The sensory nerve fibres of three cranial nerves take taste information to the brain, these
being the:

• facial nerve (CNVII),
• glossopharyngeal nerve (CN IX)
• vagus nerve (CN X)

These messages travel to the gustatory area of the nucleus of the solitary tract which is positioned in the medullar area of the brain stem. This nucleus has far-reaching impacts on the homeostatic systems of the body.

When taste stimulus reaches the solitary nucleus, it passes the information on to the motor neurones of four cranial nerves (CN’s V, VII, VIX, X) which will generate sucking and chewing, swallowing and peristaltic activity in the upper gastrointestinal tract during swallowing.

The nucleus also receives signals of satiety and can change our sense of taste.

From here information heads to the thalamus and on to the gustatory cortex, the area responsible for perceiving and distinguishing tastes and which is situated within the insula. This area sits really close to the periform cortex, the cortical area for smell. From the gustatory cortex, messages travel to the orbitofrontal cortex where integration of taste and smell takes place.

Information also makes its way to the hypothalamus and amygdala. The hypothalamus has an important role in glucose sensing and metabolic regulation, controlling feeding and hunger, also linking to the insular and reward system. The amygdala enables further processing, including taste intensity and taste aversion memory.
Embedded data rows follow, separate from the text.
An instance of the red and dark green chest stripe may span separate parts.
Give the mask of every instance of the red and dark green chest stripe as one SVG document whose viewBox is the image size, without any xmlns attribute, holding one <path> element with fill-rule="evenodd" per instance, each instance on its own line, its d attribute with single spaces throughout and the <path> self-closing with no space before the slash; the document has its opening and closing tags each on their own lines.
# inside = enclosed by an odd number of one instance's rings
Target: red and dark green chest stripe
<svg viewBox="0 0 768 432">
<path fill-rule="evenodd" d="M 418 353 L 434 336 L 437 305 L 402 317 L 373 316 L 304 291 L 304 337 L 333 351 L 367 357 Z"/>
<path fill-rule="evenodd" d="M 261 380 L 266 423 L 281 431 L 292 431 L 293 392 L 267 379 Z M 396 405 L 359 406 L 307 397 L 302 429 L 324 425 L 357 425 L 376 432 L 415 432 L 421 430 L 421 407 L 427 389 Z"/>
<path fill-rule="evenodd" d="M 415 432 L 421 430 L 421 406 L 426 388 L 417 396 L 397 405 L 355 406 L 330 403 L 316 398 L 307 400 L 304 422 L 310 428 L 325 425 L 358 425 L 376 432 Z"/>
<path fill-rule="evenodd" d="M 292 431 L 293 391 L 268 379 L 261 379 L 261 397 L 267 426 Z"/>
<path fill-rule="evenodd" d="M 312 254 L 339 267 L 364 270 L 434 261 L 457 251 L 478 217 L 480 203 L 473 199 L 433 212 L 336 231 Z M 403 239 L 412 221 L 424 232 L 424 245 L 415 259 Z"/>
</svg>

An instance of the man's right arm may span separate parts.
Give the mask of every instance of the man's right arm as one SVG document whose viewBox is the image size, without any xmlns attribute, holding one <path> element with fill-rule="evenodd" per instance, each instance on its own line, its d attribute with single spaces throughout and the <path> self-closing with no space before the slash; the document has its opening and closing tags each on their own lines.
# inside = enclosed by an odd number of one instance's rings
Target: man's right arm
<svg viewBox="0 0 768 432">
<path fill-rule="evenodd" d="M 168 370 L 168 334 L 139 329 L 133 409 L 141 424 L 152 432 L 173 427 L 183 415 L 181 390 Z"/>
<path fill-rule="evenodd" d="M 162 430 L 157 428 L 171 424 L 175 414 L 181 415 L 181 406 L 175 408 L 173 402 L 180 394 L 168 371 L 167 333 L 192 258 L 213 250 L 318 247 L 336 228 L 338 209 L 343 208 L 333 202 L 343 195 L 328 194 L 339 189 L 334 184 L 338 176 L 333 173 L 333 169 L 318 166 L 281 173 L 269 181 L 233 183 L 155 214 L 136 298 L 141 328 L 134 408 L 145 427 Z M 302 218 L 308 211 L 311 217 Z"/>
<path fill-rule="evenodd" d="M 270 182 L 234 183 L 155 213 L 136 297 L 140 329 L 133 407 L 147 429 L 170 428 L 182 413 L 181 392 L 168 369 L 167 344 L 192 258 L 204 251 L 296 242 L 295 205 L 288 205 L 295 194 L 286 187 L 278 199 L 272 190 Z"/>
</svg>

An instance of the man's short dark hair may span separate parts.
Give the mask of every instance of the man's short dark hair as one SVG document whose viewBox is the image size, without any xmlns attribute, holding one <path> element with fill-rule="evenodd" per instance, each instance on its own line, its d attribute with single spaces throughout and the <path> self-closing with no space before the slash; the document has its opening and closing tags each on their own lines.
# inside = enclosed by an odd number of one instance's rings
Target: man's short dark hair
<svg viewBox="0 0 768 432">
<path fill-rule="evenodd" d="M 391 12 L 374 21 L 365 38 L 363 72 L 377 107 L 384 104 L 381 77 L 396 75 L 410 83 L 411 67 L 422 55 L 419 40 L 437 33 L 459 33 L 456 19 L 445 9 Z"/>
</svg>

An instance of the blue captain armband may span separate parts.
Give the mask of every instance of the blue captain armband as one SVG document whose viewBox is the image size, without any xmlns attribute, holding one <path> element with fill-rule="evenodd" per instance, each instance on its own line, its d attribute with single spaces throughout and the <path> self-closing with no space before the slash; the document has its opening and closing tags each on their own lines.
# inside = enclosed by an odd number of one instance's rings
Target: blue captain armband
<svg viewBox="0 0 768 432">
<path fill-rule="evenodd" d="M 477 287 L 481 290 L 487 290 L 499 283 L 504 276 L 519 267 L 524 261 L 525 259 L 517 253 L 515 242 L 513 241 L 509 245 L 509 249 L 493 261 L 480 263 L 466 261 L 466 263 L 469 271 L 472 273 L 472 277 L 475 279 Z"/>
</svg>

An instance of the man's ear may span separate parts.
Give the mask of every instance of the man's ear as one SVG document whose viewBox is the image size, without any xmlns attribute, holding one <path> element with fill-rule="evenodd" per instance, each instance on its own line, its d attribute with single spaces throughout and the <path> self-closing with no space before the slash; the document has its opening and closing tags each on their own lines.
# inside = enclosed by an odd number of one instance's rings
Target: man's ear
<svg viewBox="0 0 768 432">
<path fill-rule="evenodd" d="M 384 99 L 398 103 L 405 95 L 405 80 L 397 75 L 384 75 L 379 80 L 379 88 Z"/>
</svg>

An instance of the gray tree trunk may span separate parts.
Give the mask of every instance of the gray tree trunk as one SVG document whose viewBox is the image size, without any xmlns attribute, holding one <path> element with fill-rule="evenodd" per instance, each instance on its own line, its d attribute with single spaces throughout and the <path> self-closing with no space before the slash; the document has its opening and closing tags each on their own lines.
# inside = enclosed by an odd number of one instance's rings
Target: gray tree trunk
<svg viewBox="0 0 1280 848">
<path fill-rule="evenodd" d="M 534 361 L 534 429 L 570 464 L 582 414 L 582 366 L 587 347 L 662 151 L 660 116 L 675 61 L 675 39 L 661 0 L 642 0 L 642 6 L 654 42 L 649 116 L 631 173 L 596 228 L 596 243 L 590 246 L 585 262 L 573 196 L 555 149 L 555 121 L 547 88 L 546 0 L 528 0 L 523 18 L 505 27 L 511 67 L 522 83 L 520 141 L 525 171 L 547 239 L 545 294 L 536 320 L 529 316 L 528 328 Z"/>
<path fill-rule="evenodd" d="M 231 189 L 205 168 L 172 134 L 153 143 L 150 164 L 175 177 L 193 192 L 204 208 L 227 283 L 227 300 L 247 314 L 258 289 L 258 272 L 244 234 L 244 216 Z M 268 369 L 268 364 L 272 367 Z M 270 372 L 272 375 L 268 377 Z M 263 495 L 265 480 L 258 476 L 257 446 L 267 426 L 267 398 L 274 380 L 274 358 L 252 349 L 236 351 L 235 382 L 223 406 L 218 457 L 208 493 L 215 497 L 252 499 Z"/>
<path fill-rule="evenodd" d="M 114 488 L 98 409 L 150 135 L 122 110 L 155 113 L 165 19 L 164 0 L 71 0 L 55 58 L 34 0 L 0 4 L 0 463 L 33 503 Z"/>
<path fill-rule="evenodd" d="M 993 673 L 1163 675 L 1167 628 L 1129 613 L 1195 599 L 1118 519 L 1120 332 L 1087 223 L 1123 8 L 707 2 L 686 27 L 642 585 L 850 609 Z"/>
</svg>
Currently we think we have 5 basic tastes, but these turn into an array of complex taste perceptions. That is because what we call “taste” is actually a multi-sensory construct. Smell plays an important role in the perception of flavour as does vision, tactile, proprioception and interoception and possibly hearing too! What is certain is that we are not done with identifying all that we taste. Interestingly, like other senses, we have some that are more or less sensitive to certain taste sensations. Interestingly, generally the more hypersensitive you are to a taste, the less you wish to ingest.
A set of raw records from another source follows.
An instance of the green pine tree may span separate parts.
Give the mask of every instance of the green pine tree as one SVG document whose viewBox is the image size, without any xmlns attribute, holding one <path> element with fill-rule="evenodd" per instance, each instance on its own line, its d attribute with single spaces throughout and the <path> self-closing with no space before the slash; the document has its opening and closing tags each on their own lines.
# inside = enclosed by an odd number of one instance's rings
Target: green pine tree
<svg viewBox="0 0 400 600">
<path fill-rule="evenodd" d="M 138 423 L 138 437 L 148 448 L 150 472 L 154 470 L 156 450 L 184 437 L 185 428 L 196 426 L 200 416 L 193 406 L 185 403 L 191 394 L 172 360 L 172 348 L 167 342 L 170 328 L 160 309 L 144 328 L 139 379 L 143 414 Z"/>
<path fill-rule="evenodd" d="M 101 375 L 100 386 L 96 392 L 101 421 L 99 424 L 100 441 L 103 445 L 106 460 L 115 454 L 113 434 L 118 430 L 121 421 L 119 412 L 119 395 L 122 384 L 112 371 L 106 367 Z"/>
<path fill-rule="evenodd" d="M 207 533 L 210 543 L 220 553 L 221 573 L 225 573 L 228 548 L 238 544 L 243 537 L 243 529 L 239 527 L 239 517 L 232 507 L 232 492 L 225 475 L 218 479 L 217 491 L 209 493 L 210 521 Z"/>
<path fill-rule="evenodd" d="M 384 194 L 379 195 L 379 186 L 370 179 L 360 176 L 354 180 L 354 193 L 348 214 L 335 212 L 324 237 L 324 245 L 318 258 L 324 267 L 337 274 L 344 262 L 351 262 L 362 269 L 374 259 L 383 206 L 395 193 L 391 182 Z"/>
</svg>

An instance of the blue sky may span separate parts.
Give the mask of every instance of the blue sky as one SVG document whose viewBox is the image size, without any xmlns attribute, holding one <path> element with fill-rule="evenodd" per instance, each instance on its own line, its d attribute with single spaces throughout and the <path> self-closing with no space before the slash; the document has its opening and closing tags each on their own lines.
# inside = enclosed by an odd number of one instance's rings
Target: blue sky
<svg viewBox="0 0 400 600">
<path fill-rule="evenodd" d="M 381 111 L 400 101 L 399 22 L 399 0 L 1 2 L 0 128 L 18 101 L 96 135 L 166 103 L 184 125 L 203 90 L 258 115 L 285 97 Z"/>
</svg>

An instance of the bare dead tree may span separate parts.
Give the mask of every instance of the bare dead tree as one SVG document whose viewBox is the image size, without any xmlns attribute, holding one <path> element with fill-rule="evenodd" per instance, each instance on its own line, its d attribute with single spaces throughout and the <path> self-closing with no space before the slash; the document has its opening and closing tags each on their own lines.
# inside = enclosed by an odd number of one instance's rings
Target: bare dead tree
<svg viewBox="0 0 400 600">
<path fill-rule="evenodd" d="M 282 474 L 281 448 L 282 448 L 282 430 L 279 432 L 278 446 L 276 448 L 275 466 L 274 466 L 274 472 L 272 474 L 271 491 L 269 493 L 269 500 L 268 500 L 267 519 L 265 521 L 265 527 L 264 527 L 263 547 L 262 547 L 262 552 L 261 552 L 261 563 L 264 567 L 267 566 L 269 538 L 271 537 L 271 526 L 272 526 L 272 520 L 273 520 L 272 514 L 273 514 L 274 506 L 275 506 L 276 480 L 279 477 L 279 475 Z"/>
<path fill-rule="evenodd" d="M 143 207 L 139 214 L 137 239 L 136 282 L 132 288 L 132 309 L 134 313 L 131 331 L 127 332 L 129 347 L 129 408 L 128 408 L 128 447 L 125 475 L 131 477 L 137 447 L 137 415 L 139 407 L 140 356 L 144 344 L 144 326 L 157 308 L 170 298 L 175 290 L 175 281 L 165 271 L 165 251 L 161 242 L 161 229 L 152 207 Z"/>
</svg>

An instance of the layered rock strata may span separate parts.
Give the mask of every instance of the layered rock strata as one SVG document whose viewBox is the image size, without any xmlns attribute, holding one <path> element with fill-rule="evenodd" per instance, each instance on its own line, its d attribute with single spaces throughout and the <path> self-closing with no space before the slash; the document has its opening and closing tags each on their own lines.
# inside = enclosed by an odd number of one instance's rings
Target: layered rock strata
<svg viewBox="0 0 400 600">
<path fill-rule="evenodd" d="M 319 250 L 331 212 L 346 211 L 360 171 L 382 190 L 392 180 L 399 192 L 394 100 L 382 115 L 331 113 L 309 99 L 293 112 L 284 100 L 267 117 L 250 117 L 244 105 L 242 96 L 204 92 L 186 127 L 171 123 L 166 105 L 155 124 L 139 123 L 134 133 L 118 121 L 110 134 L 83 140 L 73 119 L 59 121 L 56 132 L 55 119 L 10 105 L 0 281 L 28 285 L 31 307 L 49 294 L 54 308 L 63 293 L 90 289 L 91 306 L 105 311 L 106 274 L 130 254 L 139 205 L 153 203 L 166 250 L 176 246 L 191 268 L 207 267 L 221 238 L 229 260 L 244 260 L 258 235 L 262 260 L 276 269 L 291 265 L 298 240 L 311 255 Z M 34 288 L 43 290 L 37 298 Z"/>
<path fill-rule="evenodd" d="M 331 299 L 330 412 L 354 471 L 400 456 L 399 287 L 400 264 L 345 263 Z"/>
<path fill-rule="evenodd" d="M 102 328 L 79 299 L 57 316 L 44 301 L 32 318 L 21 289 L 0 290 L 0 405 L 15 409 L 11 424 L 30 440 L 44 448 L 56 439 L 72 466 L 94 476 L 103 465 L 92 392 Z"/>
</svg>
A final thought is that the multi-dimensional complexity of taste is reflected in the use of the term in common usage for things that may be hard to define – that jacket exhibits fine taste, that action leaves a bad taste in the mouth, that experience was bittersweet for me, that joke was in poor taste, an acid look, she is sweet as sugar, and of course a taste of summer. So, when you enjoy that ice cream this summer have a think about the tastes, the temperature receptors, the tactile receptors, the visual stimulus that encouraged you to consume and of course enjoy!